Still swimming through the void, Stauer aimed for what looked like the smallest and weakest grouping of magnets. He built up speed as he neared it. Then somehow, as can happen only in a dream, his orientation changed to feet first, even as his speed picked up to an amazing rate.

He struck the magnet with his feet, causing it to spin off, out of control, until it was lost in the distance. Taking a glance at the captive, Stauer saw that it was looser in its orbit about the great one. He began to head for the next smallest group . . .


Wes sat bolt upright. In a whisper, rather than a shout, he said, "I wasn't sleeping, Sergeant."

"Huh? Wha'?"

With a broad smile painted across his face, Stauer gently nudged Phillie. "Honey, I think I've changed my mind about making love tonight. Afterwards, say if I give you a minimum thirty minutes of post coital cuddle time, would you mind making breakfast, no pork for my guest?"

"Cynical bastard," she muttered sleepily. She rolled over onto her back even so.


The first faint traces of light were filtering through the window of a spare bedroom holding a much sleep-deprived Wahab.

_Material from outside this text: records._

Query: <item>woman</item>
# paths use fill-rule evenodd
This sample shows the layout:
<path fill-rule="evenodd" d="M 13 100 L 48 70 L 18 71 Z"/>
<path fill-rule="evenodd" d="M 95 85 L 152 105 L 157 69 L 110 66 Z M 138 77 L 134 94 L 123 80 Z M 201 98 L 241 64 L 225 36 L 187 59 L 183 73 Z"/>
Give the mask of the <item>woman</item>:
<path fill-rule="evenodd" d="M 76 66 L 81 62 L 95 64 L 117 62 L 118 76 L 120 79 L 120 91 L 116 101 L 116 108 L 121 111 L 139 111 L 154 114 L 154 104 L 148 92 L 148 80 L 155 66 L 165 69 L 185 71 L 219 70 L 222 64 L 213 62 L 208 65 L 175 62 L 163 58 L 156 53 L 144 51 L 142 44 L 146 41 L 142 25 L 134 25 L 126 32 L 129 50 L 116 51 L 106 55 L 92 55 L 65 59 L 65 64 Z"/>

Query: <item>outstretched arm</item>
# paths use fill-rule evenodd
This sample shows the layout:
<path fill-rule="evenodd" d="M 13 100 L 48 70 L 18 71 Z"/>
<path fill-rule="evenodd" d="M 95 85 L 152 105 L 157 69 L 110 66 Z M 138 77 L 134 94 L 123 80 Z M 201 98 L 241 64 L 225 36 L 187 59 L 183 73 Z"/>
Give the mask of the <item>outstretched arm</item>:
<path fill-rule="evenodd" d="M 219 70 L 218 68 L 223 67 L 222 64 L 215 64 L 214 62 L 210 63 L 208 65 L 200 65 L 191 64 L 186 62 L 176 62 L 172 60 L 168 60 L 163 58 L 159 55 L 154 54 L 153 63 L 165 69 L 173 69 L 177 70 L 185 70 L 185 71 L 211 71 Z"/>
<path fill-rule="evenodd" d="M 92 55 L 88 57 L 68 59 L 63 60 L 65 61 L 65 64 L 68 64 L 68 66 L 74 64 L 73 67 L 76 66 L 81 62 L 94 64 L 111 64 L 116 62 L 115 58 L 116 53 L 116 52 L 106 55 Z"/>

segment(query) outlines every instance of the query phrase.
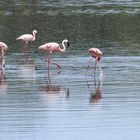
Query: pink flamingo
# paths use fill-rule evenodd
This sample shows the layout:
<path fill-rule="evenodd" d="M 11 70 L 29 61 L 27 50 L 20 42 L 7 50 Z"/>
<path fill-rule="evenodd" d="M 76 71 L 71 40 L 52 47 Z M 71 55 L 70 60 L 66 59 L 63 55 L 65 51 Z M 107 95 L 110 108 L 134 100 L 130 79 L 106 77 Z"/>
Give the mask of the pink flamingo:
<path fill-rule="evenodd" d="M 70 46 L 70 44 L 69 44 L 68 40 L 65 39 L 62 41 L 62 45 L 55 43 L 55 42 L 50 42 L 50 43 L 46 43 L 44 45 L 41 45 L 38 48 L 39 50 L 49 52 L 48 57 L 44 59 L 45 61 L 48 62 L 48 75 L 49 75 L 50 63 L 53 65 L 56 65 L 59 70 L 61 69 L 59 64 L 56 64 L 56 63 L 51 61 L 50 56 L 51 56 L 52 52 L 64 52 L 66 50 L 66 47 L 69 47 L 69 46 Z"/>
<path fill-rule="evenodd" d="M 27 59 L 29 57 L 29 54 L 27 52 L 27 44 L 28 44 L 28 42 L 33 42 L 36 40 L 36 34 L 37 34 L 37 31 L 33 30 L 33 35 L 23 34 L 16 39 L 16 40 L 22 40 L 23 42 L 25 42 L 25 46 L 24 46 L 24 61 L 25 62 L 27 62 Z"/>
<path fill-rule="evenodd" d="M 4 42 L 0 42 L 0 56 L 3 57 L 5 51 L 8 49 L 7 45 Z"/>
<path fill-rule="evenodd" d="M 7 45 L 3 42 L 0 42 L 0 71 L 4 74 L 5 73 L 5 58 L 4 54 L 8 49 Z"/>
<path fill-rule="evenodd" d="M 99 69 L 100 69 L 100 78 L 102 80 L 103 78 L 103 72 L 102 72 L 102 67 L 101 67 L 101 63 L 100 63 L 100 60 L 101 60 L 101 57 L 102 57 L 102 51 L 100 51 L 98 48 L 90 48 L 89 50 L 89 54 L 90 54 L 90 61 L 88 63 L 88 66 L 87 66 L 87 71 L 86 71 L 86 75 L 87 75 L 87 72 L 88 72 L 88 69 L 89 69 L 89 64 L 92 60 L 92 58 L 95 58 L 95 65 L 94 65 L 94 78 L 96 77 L 96 65 L 98 63 L 99 65 Z"/>

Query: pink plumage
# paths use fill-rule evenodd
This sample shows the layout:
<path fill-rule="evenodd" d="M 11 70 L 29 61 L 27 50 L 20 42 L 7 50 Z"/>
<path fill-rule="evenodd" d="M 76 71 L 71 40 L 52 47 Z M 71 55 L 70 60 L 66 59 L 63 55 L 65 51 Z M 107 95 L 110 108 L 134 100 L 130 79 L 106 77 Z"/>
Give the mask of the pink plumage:
<path fill-rule="evenodd" d="M 36 34 L 37 34 L 37 31 L 33 30 L 33 35 L 31 35 L 31 34 L 24 34 L 24 35 L 19 36 L 16 40 L 22 40 L 22 41 L 26 42 L 26 44 L 27 44 L 28 42 L 35 41 Z"/>
<path fill-rule="evenodd" d="M 97 60 L 100 60 L 103 54 L 98 48 L 90 48 L 88 51 Z"/>
<path fill-rule="evenodd" d="M 51 61 L 51 59 L 50 59 L 51 53 L 52 52 L 64 52 L 66 50 L 66 47 L 69 47 L 69 46 L 70 46 L 70 44 L 69 44 L 68 40 L 65 39 L 62 41 L 62 45 L 55 43 L 55 42 L 50 42 L 50 43 L 43 44 L 38 48 L 39 50 L 49 53 L 49 56 L 45 59 L 45 61 L 48 62 L 48 75 L 49 75 L 50 63 L 53 65 L 56 65 L 59 69 L 61 69 L 59 64 L 56 64 Z"/>

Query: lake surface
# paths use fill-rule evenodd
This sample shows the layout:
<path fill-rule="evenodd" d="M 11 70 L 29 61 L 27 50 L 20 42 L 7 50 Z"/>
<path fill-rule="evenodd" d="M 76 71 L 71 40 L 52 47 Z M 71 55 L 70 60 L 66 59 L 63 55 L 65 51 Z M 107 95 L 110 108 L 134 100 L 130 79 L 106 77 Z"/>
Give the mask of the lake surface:
<path fill-rule="evenodd" d="M 8 45 L 5 77 L 0 75 L 1 140 L 139 140 L 140 2 L 0 2 L 0 40 Z M 24 63 L 16 38 L 36 29 Z M 46 42 L 69 39 L 71 47 L 52 54 L 48 77 Z M 104 79 L 96 85 L 88 49 L 98 47 Z"/>

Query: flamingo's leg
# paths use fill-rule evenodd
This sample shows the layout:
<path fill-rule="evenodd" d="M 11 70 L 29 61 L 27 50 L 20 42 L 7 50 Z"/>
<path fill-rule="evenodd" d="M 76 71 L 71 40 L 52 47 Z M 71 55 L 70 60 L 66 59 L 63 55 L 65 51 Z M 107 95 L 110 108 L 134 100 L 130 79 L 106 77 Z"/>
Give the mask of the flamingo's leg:
<path fill-rule="evenodd" d="M 51 63 L 51 64 L 57 66 L 57 68 L 59 69 L 58 74 L 60 73 L 61 66 L 59 64 L 54 63 L 54 62 L 51 61 L 50 54 L 49 54 L 49 56 L 47 58 L 44 59 L 44 61 L 48 61 L 48 63 Z"/>
<path fill-rule="evenodd" d="M 88 70 L 89 70 L 89 65 L 91 63 L 92 57 L 90 58 L 88 65 L 87 65 L 87 69 L 86 69 L 86 73 L 85 73 L 85 77 L 87 76 Z"/>
<path fill-rule="evenodd" d="M 28 59 L 28 56 L 27 56 L 27 43 L 25 43 L 24 45 L 24 63 L 27 63 L 27 59 Z"/>
<path fill-rule="evenodd" d="M 95 64 L 94 64 L 94 84 L 95 84 L 95 87 L 96 87 L 96 65 L 97 65 L 97 60 L 95 61 Z"/>
<path fill-rule="evenodd" d="M 100 61 L 98 61 L 98 65 L 99 65 L 99 69 L 100 69 L 100 80 L 102 81 L 104 76 L 103 76 L 103 70 L 102 70 Z"/>
<path fill-rule="evenodd" d="M 49 87 L 51 87 L 51 78 L 50 78 L 50 54 L 48 56 L 48 84 L 49 84 Z"/>

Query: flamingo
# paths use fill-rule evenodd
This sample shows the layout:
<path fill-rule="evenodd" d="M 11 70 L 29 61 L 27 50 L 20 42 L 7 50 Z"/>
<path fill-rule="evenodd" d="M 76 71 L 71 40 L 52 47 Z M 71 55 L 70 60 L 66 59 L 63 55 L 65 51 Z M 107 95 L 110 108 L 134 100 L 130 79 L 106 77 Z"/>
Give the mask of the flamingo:
<path fill-rule="evenodd" d="M 36 40 L 36 34 L 37 31 L 33 30 L 33 34 L 23 34 L 21 36 L 19 36 L 16 40 L 22 40 L 23 42 L 25 42 L 25 46 L 24 46 L 24 60 L 25 62 L 27 62 L 27 59 L 29 57 L 29 55 L 27 55 L 27 44 L 28 42 L 33 42 Z"/>
<path fill-rule="evenodd" d="M 38 48 L 38 50 L 49 52 L 48 57 L 44 59 L 45 61 L 48 62 L 48 77 L 49 77 L 50 63 L 53 65 L 56 65 L 59 70 L 61 69 L 59 64 L 56 64 L 56 63 L 51 61 L 52 52 L 64 52 L 66 50 L 66 47 L 69 47 L 69 46 L 70 46 L 69 41 L 67 39 L 65 39 L 62 41 L 62 45 L 55 43 L 55 42 L 50 42 L 50 43 L 46 43 L 44 45 L 41 45 Z"/>
<path fill-rule="evenodd" d="M 2 73 L 4 73 L 5 71 L 5 58 L 4 58 L 4 54 L 6 52 L 6 50 L 8 49 L 7 45 L 4 42 L 0 42 L 0 65 L 1 68 L 0 70 L 2 70 Z"/>
<path fill-rule="evenodd" d="M 88 66 L 87 66 L 86 75 L 87 75 L 87 72 L 88 72 L 88 69 L 89 69 L 89 64 L 90 64 L 92 58 L 95 58 L 96 60 L 95 60 L 95 65 L 94 65 L 94 79 L 96 77 L 96 65 L 98 64 L 99 65 L 99 69 L 100 69 L 100 79 L 102 80 L 102 78 L 103 78 L 103 71 L 102 71 L 100 60 L 101 60 L 101 57 L 102 57 L 103 53 L 98 48 L 90 48 L 88 50 L 88 52 L 89 52 L 91 58 L 89 60 Z"/>

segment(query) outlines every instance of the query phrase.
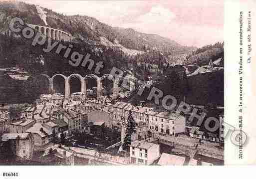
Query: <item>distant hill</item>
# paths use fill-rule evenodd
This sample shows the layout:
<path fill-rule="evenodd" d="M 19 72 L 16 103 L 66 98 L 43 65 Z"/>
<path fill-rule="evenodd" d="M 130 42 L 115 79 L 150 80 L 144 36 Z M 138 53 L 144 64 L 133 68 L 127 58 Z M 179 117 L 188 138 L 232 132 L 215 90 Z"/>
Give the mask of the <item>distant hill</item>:
<path fill-rule="evenodd" d="M 115 40 L 117 40 L 125 48 L 142 51 L 157 49 L 170 54 L 173 51 L 182 50 L 187 53 L 193 49 L 158 35 L 140 33 L 131 28 L 113 27 L 86 15 L 65 15 L 22 2 L 0 2 L 0 22 L 14 16 L 20 17 L 28 23 L 50 26 L 70 32 L 76 38 L 93 45 L 102 44 L 101 38 L 104 37 L 114 44 L 116 43 Z M 5 20 L 3 25 L 6 25 L 6 23 Z"/>

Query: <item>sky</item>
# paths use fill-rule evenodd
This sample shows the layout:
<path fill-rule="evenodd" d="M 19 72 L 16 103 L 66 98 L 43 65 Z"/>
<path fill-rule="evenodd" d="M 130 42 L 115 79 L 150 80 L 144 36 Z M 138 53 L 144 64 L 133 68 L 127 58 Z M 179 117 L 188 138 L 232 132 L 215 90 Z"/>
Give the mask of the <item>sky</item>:
<path fill-rule="evenodd" d="M 23 0 L 66 15 L 85 15 L 112 26 L 132 28 L 200 47 L 224 40 L 222 0 Z"/>

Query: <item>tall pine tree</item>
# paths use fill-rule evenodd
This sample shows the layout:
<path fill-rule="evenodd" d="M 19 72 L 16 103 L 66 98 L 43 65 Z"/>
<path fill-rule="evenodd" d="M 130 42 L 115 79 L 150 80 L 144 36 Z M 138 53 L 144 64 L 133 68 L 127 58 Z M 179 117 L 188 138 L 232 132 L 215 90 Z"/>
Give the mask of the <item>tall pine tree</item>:
<path fill-rule="evenodd" d="M 130 111 L 126 122 L 126 135 L 123 144 L 123 150 L 124 151 L 129 152 L 129 146 L 132 142 L 132 134 L 136 132 L 135 125 L 135 121 L 132 116 L 131 112 Z"/>

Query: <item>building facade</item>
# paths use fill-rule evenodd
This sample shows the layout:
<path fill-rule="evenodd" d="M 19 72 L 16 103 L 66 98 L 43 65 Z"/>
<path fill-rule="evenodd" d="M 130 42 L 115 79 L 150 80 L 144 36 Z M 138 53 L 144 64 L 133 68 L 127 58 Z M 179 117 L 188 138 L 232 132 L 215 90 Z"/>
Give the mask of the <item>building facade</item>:
<path fill-rule="evenodd" d="M 145 141 L 135 141 L 130 146 L 130 163 L 149 165 L 160 157 L 159 145 Z"/>
<path fill-rule="evenodd" d="M 127 123 L 123 122 L 121 125 L 121 142 L 124 142 L 124 139 L 126 135 Z M 145 122 L 140 120 L 135 120 L 135 132 L 131 135 L 132 141 L 142 140 L 148 138 L 148 128 Z"/>
<path fill-rule="evenodd" d="M 8 142 L 14 155 L 25 159 L 33 156 L 34 143 L 32 135 L 29 133 L 8 133 L 2 136 L 3 143 Z"/>

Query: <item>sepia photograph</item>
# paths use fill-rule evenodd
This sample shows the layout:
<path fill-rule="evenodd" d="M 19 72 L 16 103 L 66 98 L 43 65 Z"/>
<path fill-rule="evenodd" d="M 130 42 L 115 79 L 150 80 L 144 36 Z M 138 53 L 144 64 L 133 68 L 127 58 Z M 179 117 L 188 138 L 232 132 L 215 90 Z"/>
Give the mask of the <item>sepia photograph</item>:
<path fill-rule="evenodd" d="M 223 0 L 0 0 L 0 165 L 224 165 L 224 24 Z"/>

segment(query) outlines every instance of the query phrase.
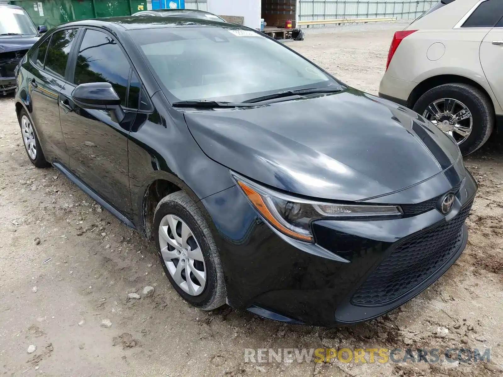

He could have slept through that easily enough. What he couldn't sleep through was Stauer shaking him like a rat in a terrier's mouth. Wahab opened one baleful eye to see a boxer-shorted, broadly smiling Stauer shouting, "Get up, you black bastard. Get your lazy ass up. And don't tell me about jet lag. I don't care. My girlfriend's making breakfast and we've got some planning to do!"